Seegrid CEO Anthony Horbal said the new AGVs will help reduce costs and improve safety.

“This new strategic partnership wil provide Topco members — who are supermarket retailers, food wholesalers and food service companies — with an innovative vision-guided flexible AGV solution that will immediately deliver cost reductions and create a competitive advantage,” Horbal said in a news release. “Seegrid products help businesses improve throughput and improve workplace and employee safety, while delivering a rapid payback.”

Robots Already Widely Used

Some Topco supermaket customers have already been using Seegrid ATVs in their distribution centers for many years.

Joseph Hurley, vice president of distribution for Giant Eagle, an East Coast grocery chain, said robots have been used for five years at its Pittsburgh distribution center, which services 229 supermarkets and 187 fuel and convenience stores in Ohio, Pennsylvania, West Virginia and Maryland.. The machines offer increased versatility and productivity over human workers.

“Incorporating the Seegrid robots in the retail support center operation has allowed us to improve dock-to-stock speed and productivity,” Hurley said. “By providing a predefined route between pickup and drop locations, it creates a fixed time and space between product/aisle, selector, and robot. The predefined route and volumes bring considerable consistency to our operations. From an efficiency standpoint, we have reduced manned travel from putaway by 20 to 30% and increased hi-lift pallet per hour by 20%. The cost effectiveness that the new system incorporates has allowed us to remain successful in an extremely competitive environment and bring value to our end customers.
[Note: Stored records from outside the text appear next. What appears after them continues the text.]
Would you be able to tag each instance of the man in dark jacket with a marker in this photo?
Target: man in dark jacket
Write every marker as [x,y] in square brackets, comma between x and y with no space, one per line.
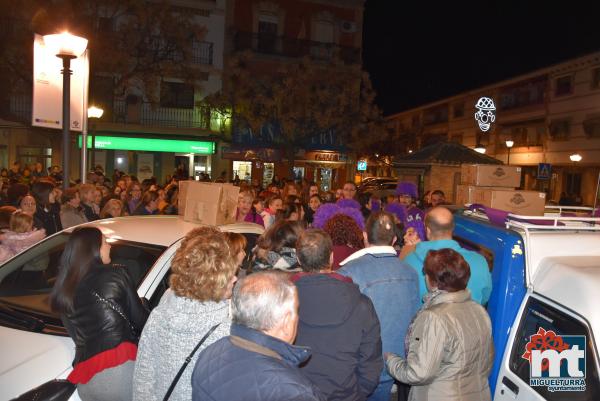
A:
[337,322]
[257,361]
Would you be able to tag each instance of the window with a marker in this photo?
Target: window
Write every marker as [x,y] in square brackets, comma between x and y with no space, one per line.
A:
[202,52]
[267,34]
[560,130]
[176,95]
[459,110]
[573,183]
[563,86]
[591,127]
[596,78]
[538,314]
[105,25]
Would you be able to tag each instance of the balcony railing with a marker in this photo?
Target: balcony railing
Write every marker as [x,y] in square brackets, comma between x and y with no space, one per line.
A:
[294,48]
[141,113]
[144,113]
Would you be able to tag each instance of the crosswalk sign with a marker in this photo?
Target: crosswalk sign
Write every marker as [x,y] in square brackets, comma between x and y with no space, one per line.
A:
[544,171]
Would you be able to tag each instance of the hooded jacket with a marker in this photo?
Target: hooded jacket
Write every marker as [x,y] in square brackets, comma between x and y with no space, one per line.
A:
[480,283]
[341,327]
[450,350]
[249,365]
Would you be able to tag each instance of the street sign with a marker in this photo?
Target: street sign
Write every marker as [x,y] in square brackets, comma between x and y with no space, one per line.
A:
[544,171]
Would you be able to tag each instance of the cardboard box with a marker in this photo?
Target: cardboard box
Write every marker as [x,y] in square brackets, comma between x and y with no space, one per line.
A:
[490,175]
[464,194]
[208,203]
[529,203]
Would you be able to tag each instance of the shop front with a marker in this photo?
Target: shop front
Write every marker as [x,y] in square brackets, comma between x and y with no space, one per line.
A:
[328,169]
[147,157]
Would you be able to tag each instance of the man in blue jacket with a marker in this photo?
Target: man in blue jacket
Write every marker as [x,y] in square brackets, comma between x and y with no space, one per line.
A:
[337,322]
[257,361]
[439,223]
[392,286]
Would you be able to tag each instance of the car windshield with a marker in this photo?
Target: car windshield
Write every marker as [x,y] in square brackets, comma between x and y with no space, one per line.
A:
[27,279]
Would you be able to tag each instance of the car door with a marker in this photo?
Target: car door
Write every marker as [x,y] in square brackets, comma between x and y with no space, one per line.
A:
[542,325]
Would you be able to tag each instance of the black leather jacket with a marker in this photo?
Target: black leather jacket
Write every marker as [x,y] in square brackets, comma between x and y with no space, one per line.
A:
[93,325]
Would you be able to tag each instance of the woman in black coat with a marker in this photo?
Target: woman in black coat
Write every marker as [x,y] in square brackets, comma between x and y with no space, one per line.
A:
[102,313]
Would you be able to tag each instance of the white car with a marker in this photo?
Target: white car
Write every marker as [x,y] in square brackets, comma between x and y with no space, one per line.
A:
[34,345]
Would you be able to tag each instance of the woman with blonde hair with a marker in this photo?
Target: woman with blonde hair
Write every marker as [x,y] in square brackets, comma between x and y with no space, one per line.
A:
[20,236]
[203,274]
[245,211]
[113,208]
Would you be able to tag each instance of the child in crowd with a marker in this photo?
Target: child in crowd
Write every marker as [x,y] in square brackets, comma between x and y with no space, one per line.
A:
[274,204]
[20,237]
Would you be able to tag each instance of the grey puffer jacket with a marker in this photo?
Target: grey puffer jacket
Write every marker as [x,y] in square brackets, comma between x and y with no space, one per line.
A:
[173,329]
[450,350]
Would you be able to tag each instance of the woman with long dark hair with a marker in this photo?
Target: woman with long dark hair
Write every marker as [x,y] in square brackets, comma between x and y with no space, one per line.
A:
[103,315]
[47,213]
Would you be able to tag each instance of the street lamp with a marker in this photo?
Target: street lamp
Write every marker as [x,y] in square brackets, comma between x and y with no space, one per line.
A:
[95,113]
[67,47]
[575,157]
[509,144]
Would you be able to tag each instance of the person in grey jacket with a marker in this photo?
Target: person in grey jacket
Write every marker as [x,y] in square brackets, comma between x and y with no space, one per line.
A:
[71,213]
[202,279]
[449,343]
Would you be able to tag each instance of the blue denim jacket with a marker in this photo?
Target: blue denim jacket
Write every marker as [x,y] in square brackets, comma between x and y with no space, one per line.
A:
[393,287]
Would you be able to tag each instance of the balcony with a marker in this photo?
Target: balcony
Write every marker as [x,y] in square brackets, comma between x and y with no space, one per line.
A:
[294,48]
[140,113]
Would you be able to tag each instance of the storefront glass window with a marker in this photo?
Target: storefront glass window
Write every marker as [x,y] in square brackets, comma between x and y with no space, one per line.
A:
[325,179]
[243,170]
[298,173]
[269,170]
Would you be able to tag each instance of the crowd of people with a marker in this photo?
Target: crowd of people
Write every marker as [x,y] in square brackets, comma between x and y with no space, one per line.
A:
[343,297]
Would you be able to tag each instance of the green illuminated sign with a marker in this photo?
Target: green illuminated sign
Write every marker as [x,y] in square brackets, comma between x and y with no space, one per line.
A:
[152,145]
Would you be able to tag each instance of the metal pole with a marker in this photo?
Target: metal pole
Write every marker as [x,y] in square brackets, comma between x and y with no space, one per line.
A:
[66,117]
[84,155]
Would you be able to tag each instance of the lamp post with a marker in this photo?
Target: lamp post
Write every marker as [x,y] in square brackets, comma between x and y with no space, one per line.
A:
[66,47]
[575,157]
[509,145]
[95,113]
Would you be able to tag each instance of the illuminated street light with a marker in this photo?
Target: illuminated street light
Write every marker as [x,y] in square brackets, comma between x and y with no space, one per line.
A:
[575,157]
[67,47]
[509,144]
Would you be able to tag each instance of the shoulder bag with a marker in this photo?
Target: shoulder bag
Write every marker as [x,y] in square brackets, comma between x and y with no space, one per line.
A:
[187,361]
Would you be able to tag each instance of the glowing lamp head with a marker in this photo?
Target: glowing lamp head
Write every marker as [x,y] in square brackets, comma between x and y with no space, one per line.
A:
[576,157]
[95,112]
[65,44]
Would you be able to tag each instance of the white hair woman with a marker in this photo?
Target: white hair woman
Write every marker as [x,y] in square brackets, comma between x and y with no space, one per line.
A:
[203,274]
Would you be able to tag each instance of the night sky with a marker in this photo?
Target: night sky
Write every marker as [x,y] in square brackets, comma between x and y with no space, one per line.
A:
[421,51]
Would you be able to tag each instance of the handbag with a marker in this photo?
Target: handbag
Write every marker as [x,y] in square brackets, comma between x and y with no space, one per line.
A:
[187,362]
[54,390]
[117,308]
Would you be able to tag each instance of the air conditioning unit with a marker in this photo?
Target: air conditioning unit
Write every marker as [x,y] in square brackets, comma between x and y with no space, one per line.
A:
[348,26]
Giant Eagle currently is using pallet-handling mobile robots in its 440,000-square-foot food  distribution center outside of Pittsburgh. Four double palletrobots, which resemble driver-less forklift truck, handle much of the facility’s putaway operations. Another four mobile robots are being used at a Giant Eagle distribution center in Cleveland, Ohio.

The trucks automatically offload pallets from semi-tractor trailers then move the two at a time to drop-off locations throughout the warehouse. They are fully integrated with the facility’s automated storage and retrieval system, which uses voice-controlled cranes to retrieve pallets from 12,000 separate locations.